Introduction

This document is a summary of my recent work related to the design of machine learning methods specifically tailored to handle structured data such as graphs (in Sec. 1.3) or time series (in the rest of the document). Note however that one of my contributions to the field is not developed in this document (or just marginally in its Jupyter book form). It concerns open source software development, especially through the creation and maintenance of the tslearn library (Tavenard et al., 2020).¹

I realize while writing this document that, over the past few years, I have treated time series as if they were several different things. First, from an application point of view, I have worked with video recordings during my post-doc at Idiap and moved to earth observation time series (be it pollutant levels in water streams, satellite image time series or ship trajectories) when I joined the LETG lab (Littoral, Environnement, Géomatique, Télédétection) in 2013. Most importantly, these diverse applications have lead to different views over what time series can be and these views are connected to how the temporal nature of the data is included (or not) in the representation. In Pierre Gloaguen's post-doctoral work (Gloaguen, Chapel, Friguet, & Tavenard, 2020), for the sake of efficiency, we have relied on a fully non-temporal pre-clustering of the data so as to be able, in a refinement step, to model series segments using a continuous-time model (hence re-introducing temporal information at the sub-segment level). At the other end of the spectrum, during Adeline Bailly and Mael Guillemé's PhDs (Guilleme, Malinowski, Tavenard, & Renard, 2019) (Tavenard et al., 2017), we have postulated that temporal localization information was key for prediction. In these works, we hence use timestamps as additional features of the input data. Elastic alignment-based approaches (such as the well-known Dynamic Time Warping algorithm) somehow belong somewhere in-between those two extremes. Indeed, they rely solely on temporal ordering (not on timestamps) to assess similarity between series. Note also that, compared to other approaches considered in this document, convolutional models presented in Sec. 2.2 make an extra assumption about the regularity of the sampling process (i.e. observations in a time series are supposed to be acquired at a fixed time interval and this interval is the same for all time series in the considered collection).
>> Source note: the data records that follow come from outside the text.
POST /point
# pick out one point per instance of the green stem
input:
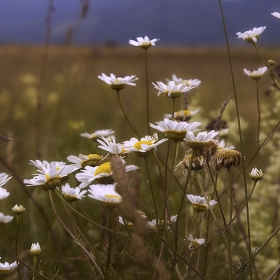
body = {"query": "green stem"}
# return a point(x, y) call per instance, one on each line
point(259, 115)
point(230, 217)
point(151, 188)
point(110, 241)
point(238, 121)
point(147, 91)
point(273, 75)
point(118, 95)
point(16, 249)
point(74, 238)
point(173, 107)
I have, more recently, turned my focus to other structured data such as graphs, and it appears that choosing an adequate encoding for the structural information in this context is also a very important topic. In the context of Titouan Vayer's PhD, we have relied on the use of Optimal Transport distances that, surprisingly or not, use formulations that are very similar in spirit to that of Dynamic Time Warping.

In this document, my contributions are organized in two parts, the first being dedicated to the design of adequate similarity measures between structured data (i.e. graphs and time series), and the second focusing on methods that learn latent representations for temporal data.

Notations

Throughout this document, the following notations are used.

A time series is a set of $n$ timestamped features:

$\begin{equation} \mathbf{x} = \{ (x_0, t_0), \dots , (x_{n-1}, t_{n-1}) \} \end{equation}$

where all $x_i$ lie in the same ambient space $\mathbb{R}^{p}$ and $t_i$ are their associated timestamps. Time series datasets are denoted $(\mathbf{X}, \mathbf{y})$ (or just $\mathbf{X}$ for unsupervised methods) where $\mathbf{X} = \left( \mathbf{x}^{(0)}, \cdots, \mathbf{x}^{(N-1)} \right)$ is a vector of $N$ time series (that do not necessarily share the same length) and $\mathbf{y}$ is a vector of $N$ target values.

When subseries have to be considered, we denote by $\mathbf{x}_{t_1 \rightarrow t_2}$ the subseries extracted from $\mathbf{x}$ that starts at time index $t_1$ and stops at time index $t_2$ (excluded), and $\mathbf{x}_{\rightarrow t} = \mathbf{x}_{0 \rightarrow t}$ is a shortcut notation for the subseries that covers the first timestamps up to time index $t$ .

References

Tavenard, R., Faouzi, J., Vandewiele, G., Divo, F., Androz, G., Holtz, C., … Woods, E. (2020). Tslearn, A Machine Learning Toolkit for Time Series Data. Journal of Machine Learning Research, 21(118), 1–6. Retrieved from http://jmlr.org/papers/v21/20-091.html
Gloaguen, P., Chapel, L., Friguet, C., & Tavenard, R. (2020). Scalable clustering of segmented trajectories within a continuous time framework. Application to maritime traffic data.
Guilleme, M., Malinowski, S., Tavenard, R., & Renard, X. (2019). Localized Random Shapelets. In International Workshop on Advanced Analysis and Learning on Temporal Data (pp. 85–97).
Tavenard, R., Malinowski, S., Chapel, L., Bailly, A., Sanchez, H., & Bustos, B. (2017). Efficient Temporal Kernels between Feature Sets for Time Series Classification. In European Conference on Machine Learning and Principles and Practice of Knowledge Discovery.

tslearn is a general-purpose Python machine learning library for time series that offers tools for pre-processing time series and extracting features from them as well as dedicated models for clustering, classification and regression. I initiated this project in 2017.↩